The Supreme Court has decided to look into whether the fee charged by the foreign law firms for advising non-resident companies on various projects in India was taxable.

The issue has been raised for the first time by the income tax department alleging that London-based law firm Clifford Chance was liable to pay tax on the payments received by it for giving legal advice on various power projects in India.

A Bench headed by Justice SH Kapadia had sought reply from Clifford Chance on why it should not pay tax on Rs 9.16 crore that it received for giving advice to various non-resident companies on three projects in India?Bhadravati Power Project, Vizag Power Project and Ravva Oil & Gas Fields project.

The department represented by attorney general GE Vahanvati said the law firm had failed to furnish agreements and relevant information in respect to two projects executed in India and also to prove that it had rendered services outside India.

?The assessee has not provided any detail regarding services rendered outside India. The services provided were on an ongoing basis and are inextricably linked to the presence of its personnel in India.
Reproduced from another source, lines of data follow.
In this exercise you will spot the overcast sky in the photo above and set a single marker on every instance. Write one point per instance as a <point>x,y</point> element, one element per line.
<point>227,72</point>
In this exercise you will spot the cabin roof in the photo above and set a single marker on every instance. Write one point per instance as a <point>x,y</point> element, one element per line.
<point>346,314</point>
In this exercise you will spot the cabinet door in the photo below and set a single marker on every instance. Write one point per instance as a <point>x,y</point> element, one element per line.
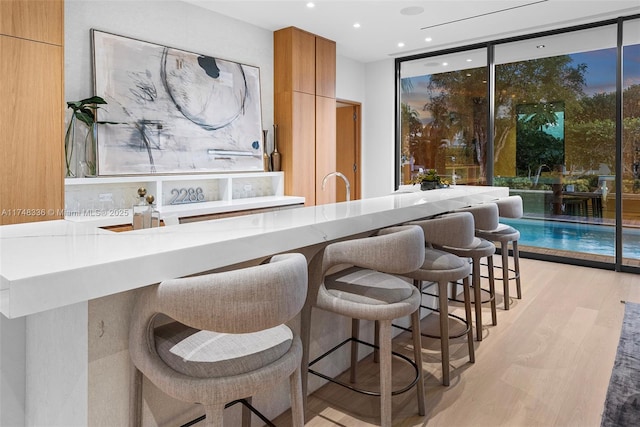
<point>294,60</point>
<point>325,152</point>
<point>31,119</point>
<point>39,20</point>
<point>325,68</point>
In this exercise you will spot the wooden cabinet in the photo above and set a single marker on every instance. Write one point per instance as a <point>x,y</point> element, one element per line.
<point>31,112</point>
<point>36,20</point>
<point>304,110</point>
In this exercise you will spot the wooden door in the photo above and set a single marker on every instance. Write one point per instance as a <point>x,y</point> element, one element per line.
<point>348,148</point>
<point>31,116</point>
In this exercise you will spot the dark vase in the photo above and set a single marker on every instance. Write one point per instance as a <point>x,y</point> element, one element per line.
<point>428,185</point>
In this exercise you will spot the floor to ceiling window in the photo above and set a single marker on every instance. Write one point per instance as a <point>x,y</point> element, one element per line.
<point>554,109</point>
<point>555,139</point>
<point>631,143</point>
<point>444,117</point>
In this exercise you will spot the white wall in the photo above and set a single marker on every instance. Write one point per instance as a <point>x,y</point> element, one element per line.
<point>376,94</point>
<point>188,27</point>
<point>378,156</point>
<point>183,26</point>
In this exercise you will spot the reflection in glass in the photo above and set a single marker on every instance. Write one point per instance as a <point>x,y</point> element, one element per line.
<point>631,140</point>
<point>555,133</point>
<point>443,117</point>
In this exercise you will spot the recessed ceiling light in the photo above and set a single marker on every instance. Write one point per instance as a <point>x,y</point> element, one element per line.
<point>412,10</point>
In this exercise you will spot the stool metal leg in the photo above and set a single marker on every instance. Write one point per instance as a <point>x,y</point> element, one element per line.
<point>492,292</point>
<point>355,333</point>
<point>385,373</point>
<point>467,310</point>
<point>516,267</point>
<point>443,306</point>
<point>477,300</point>
<point>246,413</point>
<point>214,415</point>
<point>297,408</point>
<point>504,248</point>
<point>417,357</point>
Therefore, it cannot be said to be independent of the presence in India,? the petition said.

According to the I-T department, the Bombay High Court, which gave relief to the law firm, while following the apex court’s decision in the case of Ishkawajima Harima Heavy Industries versus I-T director, had ignored the explanation inserted by the Finance Act 2007 in Section 9 of the Income Tax Act 1961, which reaffirmed that irrespective of the situs of the services, the situs of the payer and utilisation of service would determine the tax jurisdiction.

Opposing the department’s appeal, Clifford Chance said that it had accepted that all the fees charged by it, when its partners or associates were present in India, would undoubtedly be taxable in India.

The issue has been upheld by the high court and the question of applicability of tax treaty becomes academic now, as it had not challenged the same, the law firm said in its reply.

According to the foreign law firm, while the verdict in Ishikawajma-Harima Heavy Industries vs department of income tax was later amended with retrospective effect in accordance with Finance Act 2007, no changes had been made to the section and thus the general principles of territorial nexus continue to apply.

The UK firm was appointed legal advisor for the three projects in 1995-96. While Bhadravati power project was a venture between Ispat Industries and non-resident companies GEC Alsthom group and Electricite de France, Vizag Power Project was a joint venture between two non-resident companies National Power PLC and Machen Development Corporation. Ravva Oil and Gas Fields project was developed by Chase Manhattan (Australia) Ltd.

The I-T department said while the assessee had filed income tax returns in March 1998 declaring nil income, it had claimed refund of Rs 88.64 lakh as the tax deducted at source by Mumbai-based Ispat Industries on fee amounting to more than Rs 2.46 crore remitted to the firm. However, the firm had not filed any income tax returns for 1997.